Raspberry Pi's AI Eye: Hands-On with the Raspberry Pi AI Camera Module

Sony's IMX500 "Intelligent Vision Sensor" lets you run computer vision models entirely on-camera, freeing up your Raspberry Pi's CPU.

10 months ago • AI & Machine Learning / HW101 / Photos & Video

Raspberry Pi has been showing increasing interest in on-device artificial intelligence of late, partnering with Hailo to produce the Raspberry Pi AI Kit bundle for the Raspberry Pi 5 — and now with Sony for the Raspberry Pi AI Camera, an RGB camera module with a difference: it's also an accelerator for computer vision models.

Built around a Sony IMX500 "Intelligent Vision Sensor," the Raspberry Pi AI Camera Module can handle a range of model types that run on-sensor using an integrated accelerator and 8MB of dedicated memory — enough for real-time object detection, segmentation, pose estimation, and more, and all while keeping the Raspberry Pi's CPU and GPU cores free for other work.

Does the Raspberry Pi AI Camera Module deliver? Let's find out.

Hardware

Sensor: Sony IMX500 Intelligent Vision Sensor (12.3 megapixels, 7.857mm, 1.55μm pixel size, rolling shutter)
Resolution: 4,056×3,040
Framerate: 10 frames per second full-resolution, 30fps 2×2 binned
Focus: Manual 20cm-∞, 4.74mm focal length
Field of View: 66° horizontal, 52.3° vertical (±3°)
F-stop: f/1.79
Output: Bayer, RAW10, YUV, RGB, Regions of Interest (ROI), metadata
Maximum Tensor Resolution: 640×640
Precision: INT8
Memory: 8,388,480 bytes (~8MB) shared between firmware, weights, working RAM
Size: 25×24×11.9mm (around 0.98×0.94×0.47")
Price: $70

First teased at Embedded World earlier this year, the Raspberry Pi Camera Module features Sony's IMX500 image sensor — a 12.3 megapixel color sensor with 1.55μm square pixels. There's a manual-focus lens already fitted, with no support for interchangeable lenses, and the sensor board mates with the camera module board proper where an on-board Raspberry Pi RP2040 microcontroller handles interfacing the machine learning accelerator with the host Raspberry Pi.
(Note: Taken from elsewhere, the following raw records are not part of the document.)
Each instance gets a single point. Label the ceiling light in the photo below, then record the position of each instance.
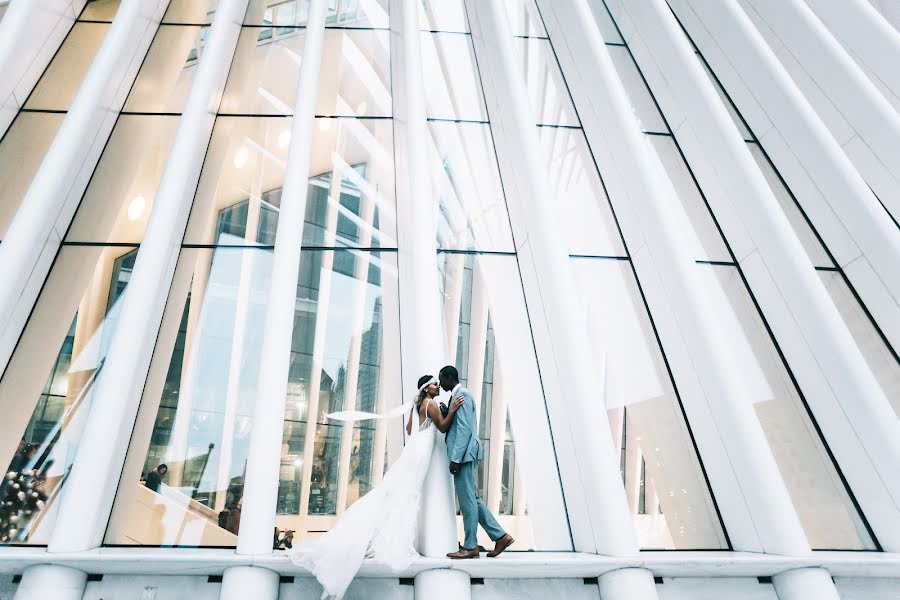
(136, 208)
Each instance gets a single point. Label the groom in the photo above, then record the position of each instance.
(464, 450)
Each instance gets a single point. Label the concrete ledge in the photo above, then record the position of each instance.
(513, 565)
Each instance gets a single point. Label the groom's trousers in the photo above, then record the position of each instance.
(472, 507)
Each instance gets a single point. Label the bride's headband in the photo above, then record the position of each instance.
(425, 385)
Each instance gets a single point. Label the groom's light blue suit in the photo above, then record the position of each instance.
(464, 447)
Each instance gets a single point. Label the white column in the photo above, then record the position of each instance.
(864, 123)
(264, 456)
(51, 581)
(868, 38)
(833, 194)
(642, 196)
(47, 209)
(588, 466)
(420, 306)
(30, 34)
(117, 394)
(800, 584)
(854, 413)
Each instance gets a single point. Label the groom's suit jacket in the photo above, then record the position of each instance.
(462, 437)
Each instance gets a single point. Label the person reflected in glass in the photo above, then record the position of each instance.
(154, 478)
(383, 524)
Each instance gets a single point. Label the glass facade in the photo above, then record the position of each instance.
(196, 412)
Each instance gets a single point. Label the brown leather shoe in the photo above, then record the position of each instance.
(500, 545)
(463, 553)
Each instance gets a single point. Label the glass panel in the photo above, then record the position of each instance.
(344, 350)
(699, 231)
(882, 362)
(452, 82)
(118, 200)
(464, 172)
(100, 10)
(821, 500)
(60, 82)
(355, 77)
(588, 224)
(165, 78)
(443, 15)
(191, 11)
(801, 227)
(641, 102)
(487, 331)
(196, 413)
(607, 27)
(245, 164)
(341, 13)
(22, 151)
(644, 413)
(524, 18)
(46, 390)
(547, 92)
(732, 112)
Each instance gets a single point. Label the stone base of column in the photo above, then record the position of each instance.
(627, 584)
(51, 581)
(443, 583)
(239, 583)
(800, 584)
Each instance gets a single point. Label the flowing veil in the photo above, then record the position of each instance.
(382, 525)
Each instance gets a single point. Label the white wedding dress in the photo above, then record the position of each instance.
(382, 525)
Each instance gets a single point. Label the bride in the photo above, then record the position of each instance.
(382, 524)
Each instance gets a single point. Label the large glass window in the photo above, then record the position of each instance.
(488, 338)
(118, 200)
(355, 74)
(343, 357)
(46, 390)
(197, 409)
(645, 414)
(350, 200)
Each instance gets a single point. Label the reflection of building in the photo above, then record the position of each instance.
(725, 208)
The Raspberry Pi AI Camera Module is both a 12.3 megapixel camera and a fully-functional machine learning accelerator in one. (📷: Gareth Halfacree)

While this is Raspberry Pi's first camera module to feature the IMX500, it's not Sony's first IMX500 product to target the Raspberry Pi: the company's official standalone evaluation kits for the IMX500 all come with a conversion board to connect them to a Raspberry Pi as the driving device. It is, however, the smallest: the Raspberry Pi AI Camera Module has the same footprint and mounting points as the Raspberry Pi Camera Module 3, meaning it's drop-in compatible with many existing mounts and cases — though it's slightly deeper, so fully-enclosed cases designed for the Camera Module 3 may not fit the AI Camera Module.
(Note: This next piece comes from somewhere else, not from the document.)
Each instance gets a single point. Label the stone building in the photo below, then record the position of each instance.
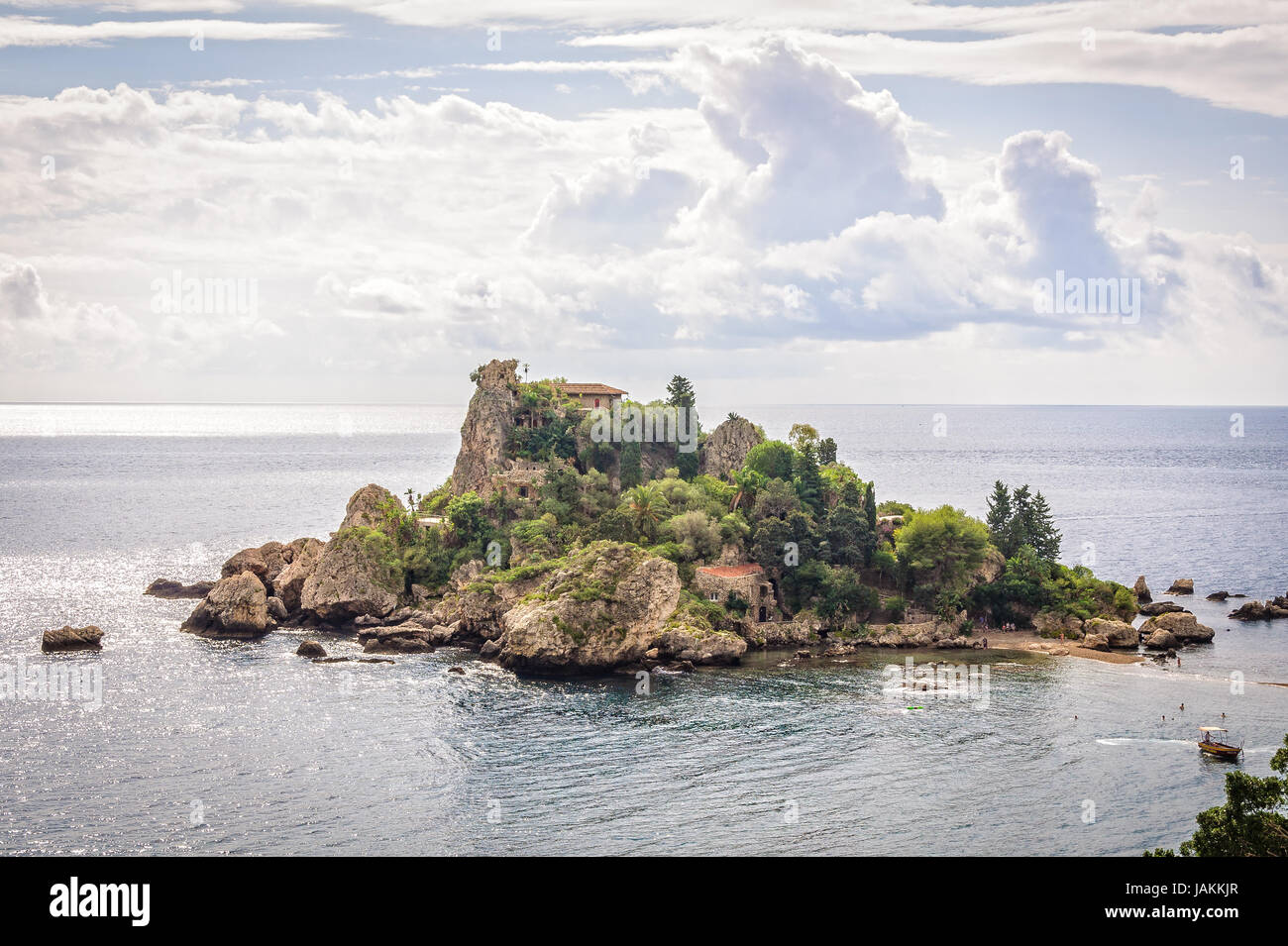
(591, 395)
(747, 580)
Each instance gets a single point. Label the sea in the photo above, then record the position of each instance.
(171, 744)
The module connects to the host Raspberry Pi over its MIPI Camera Serial Interface (CSI) port, as with earlier non-AI camera modules, and two flat flexible circuits (FFC) are included. The first is only suitable for the latest Raspberry Pi 5 and the Raspberry Pi Zero range, narrowing as it does at one end; anyone with a Raspberry Pi 4 Model B or other variant with a full-size CSI connector will need to use the second cable, the same size at both ends.

The module is compatible with any Raspberry Pi model, bar the CSI-lacking Raspberry PI 400, though some models need a different FFC. (📷: Gareth Halfacree)
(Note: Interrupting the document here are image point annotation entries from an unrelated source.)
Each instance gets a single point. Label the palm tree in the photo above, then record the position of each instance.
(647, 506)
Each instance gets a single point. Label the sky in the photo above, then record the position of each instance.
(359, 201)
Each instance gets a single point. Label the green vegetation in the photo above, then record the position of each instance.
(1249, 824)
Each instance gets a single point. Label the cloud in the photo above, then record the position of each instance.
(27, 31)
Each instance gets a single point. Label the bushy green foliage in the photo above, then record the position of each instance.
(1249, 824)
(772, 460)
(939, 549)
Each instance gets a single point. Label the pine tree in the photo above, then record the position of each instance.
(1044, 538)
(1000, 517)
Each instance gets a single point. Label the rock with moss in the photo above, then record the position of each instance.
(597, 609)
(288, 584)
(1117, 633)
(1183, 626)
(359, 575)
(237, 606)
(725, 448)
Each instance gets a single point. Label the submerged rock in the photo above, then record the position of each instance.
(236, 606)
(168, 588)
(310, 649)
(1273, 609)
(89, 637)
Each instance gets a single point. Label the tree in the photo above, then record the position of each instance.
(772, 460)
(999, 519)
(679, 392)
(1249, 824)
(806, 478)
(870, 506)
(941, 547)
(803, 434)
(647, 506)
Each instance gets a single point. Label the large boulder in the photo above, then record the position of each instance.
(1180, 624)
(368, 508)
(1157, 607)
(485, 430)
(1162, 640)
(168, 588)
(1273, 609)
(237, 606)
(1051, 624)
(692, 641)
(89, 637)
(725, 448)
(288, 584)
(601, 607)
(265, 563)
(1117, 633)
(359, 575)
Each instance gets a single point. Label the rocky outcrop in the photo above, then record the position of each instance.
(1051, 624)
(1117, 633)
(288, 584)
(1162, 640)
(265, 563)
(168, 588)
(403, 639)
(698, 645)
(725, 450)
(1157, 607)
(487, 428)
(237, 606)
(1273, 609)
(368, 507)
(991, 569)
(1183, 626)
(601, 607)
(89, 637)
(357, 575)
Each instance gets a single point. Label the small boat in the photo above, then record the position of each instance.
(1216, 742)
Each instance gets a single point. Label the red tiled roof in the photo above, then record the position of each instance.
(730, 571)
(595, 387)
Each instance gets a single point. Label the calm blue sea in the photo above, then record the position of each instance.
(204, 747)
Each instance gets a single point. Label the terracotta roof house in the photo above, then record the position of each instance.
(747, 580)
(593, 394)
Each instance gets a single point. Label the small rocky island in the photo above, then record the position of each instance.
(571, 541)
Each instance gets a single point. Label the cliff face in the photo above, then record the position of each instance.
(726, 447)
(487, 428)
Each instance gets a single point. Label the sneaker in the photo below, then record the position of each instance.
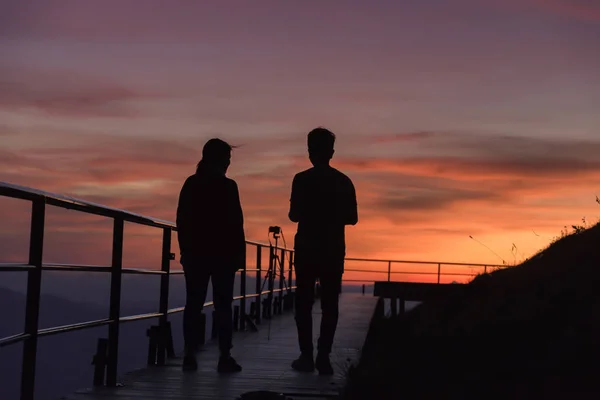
(304, 363)
(324, 365)
(189, 363)
(227, 365)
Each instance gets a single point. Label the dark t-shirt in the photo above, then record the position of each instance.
(323, 201)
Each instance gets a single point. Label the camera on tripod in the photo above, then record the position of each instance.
(275, 230)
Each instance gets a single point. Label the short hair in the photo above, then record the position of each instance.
(216, 149)
(321, 139)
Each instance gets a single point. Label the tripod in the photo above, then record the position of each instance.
(274, 264)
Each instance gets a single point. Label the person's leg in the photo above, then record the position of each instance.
(223, 297)
(305, 292)
(331, 282)
(196, 284)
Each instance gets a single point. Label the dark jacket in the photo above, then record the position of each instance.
(210, 222)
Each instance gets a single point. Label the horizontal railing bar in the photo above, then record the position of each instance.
(14, 339)
(138, 271)
(139, 317)
(11, 267)
(365, 270)
(77, 268)
(99, 268)
(74, 327)
(176, 272)
(424, 262)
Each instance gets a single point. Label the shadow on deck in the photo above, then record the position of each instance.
(266, 363)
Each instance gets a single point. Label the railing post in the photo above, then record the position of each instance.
(258, 283)
(115, 303)
(236, 318)
(271, 280)
(243, 300)
(99, 362)
(164, 295)
(32, 310)
(281, 278)
(291, 272)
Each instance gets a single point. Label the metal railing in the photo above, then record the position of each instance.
(106, 363)
(106, 359)
(435, 272)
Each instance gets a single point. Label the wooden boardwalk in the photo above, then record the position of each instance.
(266, 363)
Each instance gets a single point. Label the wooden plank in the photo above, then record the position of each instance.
(266, 362)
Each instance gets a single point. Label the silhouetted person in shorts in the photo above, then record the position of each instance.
(323, 202)
(210, 228)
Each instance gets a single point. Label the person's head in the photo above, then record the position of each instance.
(216, 154)
(320, 146)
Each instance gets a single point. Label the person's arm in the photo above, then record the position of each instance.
(238, 228)
(351, 217)
(295, 202)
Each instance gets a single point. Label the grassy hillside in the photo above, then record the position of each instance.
(532, 331)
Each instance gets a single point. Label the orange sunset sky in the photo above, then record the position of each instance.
(453, 117)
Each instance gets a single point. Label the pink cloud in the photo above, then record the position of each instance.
(582, 9)
(67, 94)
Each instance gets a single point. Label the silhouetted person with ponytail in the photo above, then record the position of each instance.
(323, 202)
(210, 228)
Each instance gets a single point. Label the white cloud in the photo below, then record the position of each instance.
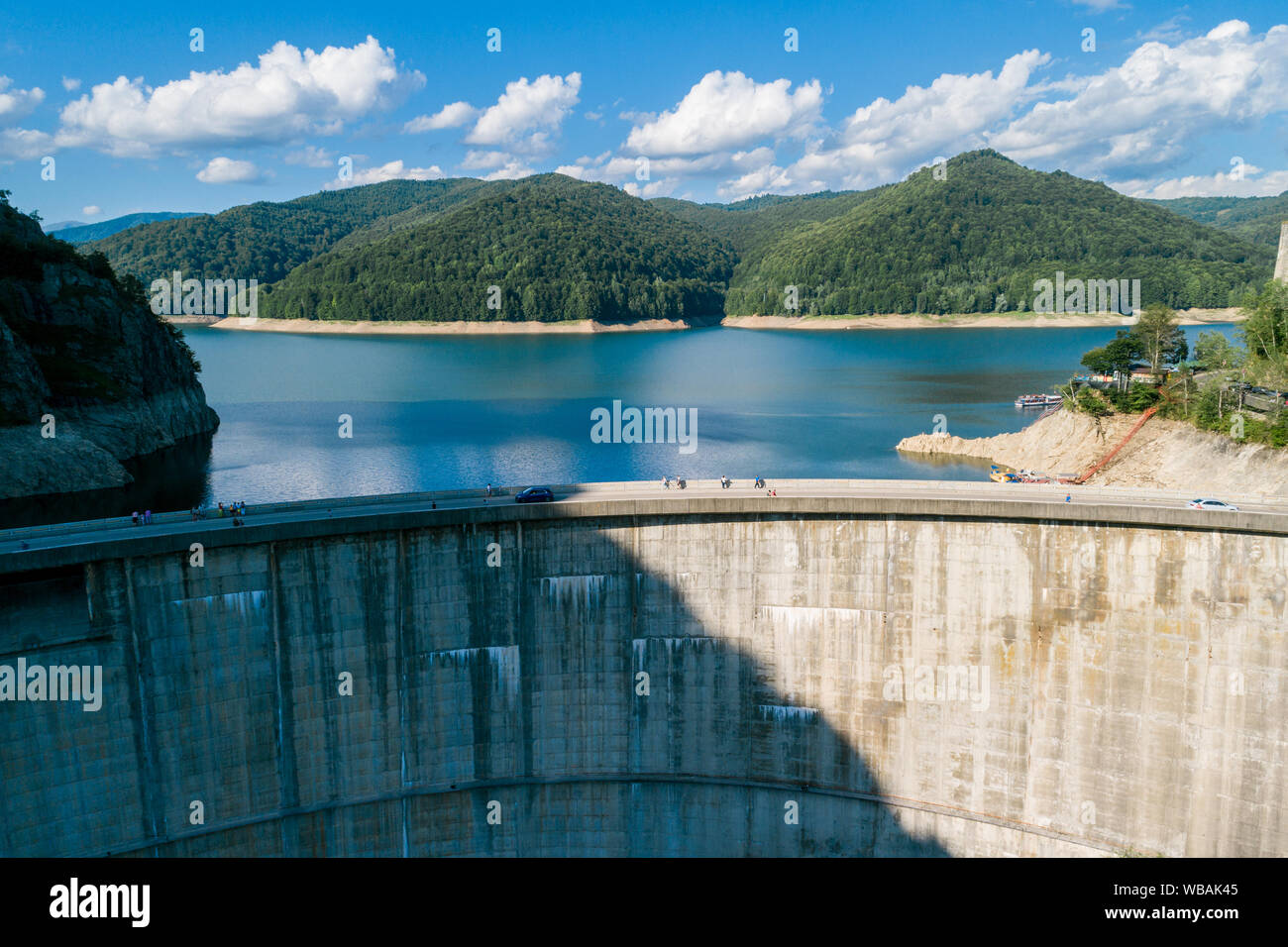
(1100, 5)
(224, 170)
(513, 169)
(764, 179)
(1146, 112)
(527, 114)
(885, 140)
(447, 118)
(25, 144)
(728, 110)
(17, 102)
(287, 94)
(391, 170)
(310, 157)
(481, 159)
(653, 188)
(1253, 183)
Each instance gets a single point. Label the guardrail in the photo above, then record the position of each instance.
(1028, 492)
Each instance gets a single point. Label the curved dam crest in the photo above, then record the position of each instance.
(824, 676)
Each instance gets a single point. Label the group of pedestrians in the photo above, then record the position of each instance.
(759, 483)
(237, 510)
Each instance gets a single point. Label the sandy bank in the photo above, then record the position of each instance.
(336, 328)
(1025, 320)
(1163, 455)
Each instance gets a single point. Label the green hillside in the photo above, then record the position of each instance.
(1256, 219)
(266, 241)
(750, 223)
(991, 230)
(82, 234)
(557, 248)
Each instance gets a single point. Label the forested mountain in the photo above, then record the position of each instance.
(81, 351)
(750, 223)
(990, 231)
(563, 249)
(81, 234)
(1256, 219)
(263, 240)
(555, 248)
There are no real surprises on the module itself, although the use of a manual-focus lens is one of the few disappointments: the Raspberry Pi Camera Module 3 was the first official module to feature motorized autofocus capabilities, and it's a shame that hasn't carried across to the new model. Likewise, the IMX500's rolling shutter means it's likely to struggle with extremely fast motion — but that's hardly on Raspberry Pi as, at the time of writing, Sony had yet to announce a global-shutter equivalent to the IMX500.

Intelligent vision

Installing the camera is as easy as any other model: connect one end of the FFC to one of the combined CSI/DSI ports on the Raspberry Pi 5, or the dedicated CSI port on older models, and the other end to the camera. Make sure both socket flaps are secure, then power on.

Those used to running computer vision tasks on a Raspberry Pi will, at this point, be expecting to spend quite some time getting everything set up: installing the required software, pulling a model from wherever, setting up the camera, and finally connecting the video feed to the model — during which time you'll see at least one of the Raspberry Pi's CPU cores redline and stay there, unless you're using an external accelerator.

Models like MobileNet SSD (pictured) run on-camera in real-time, taking up no CPU time on the Raspberry Pi. (📷: Gareth Halfacree)

The Raspberry Pi AI Camera Module isn't like that. The software is integrated into the libcamera stack, and getting started is as easy as running rpicam-hello with your choice of two pre-installed models: the MobileNet SSD object detection network or the PoseNet pose estimation network. Pick your poison and wait: the model will be transferred to the camera module over the CSI connection, in a process that's handled by the on-board RP2040, and loaded into 8MB of on-device RAM.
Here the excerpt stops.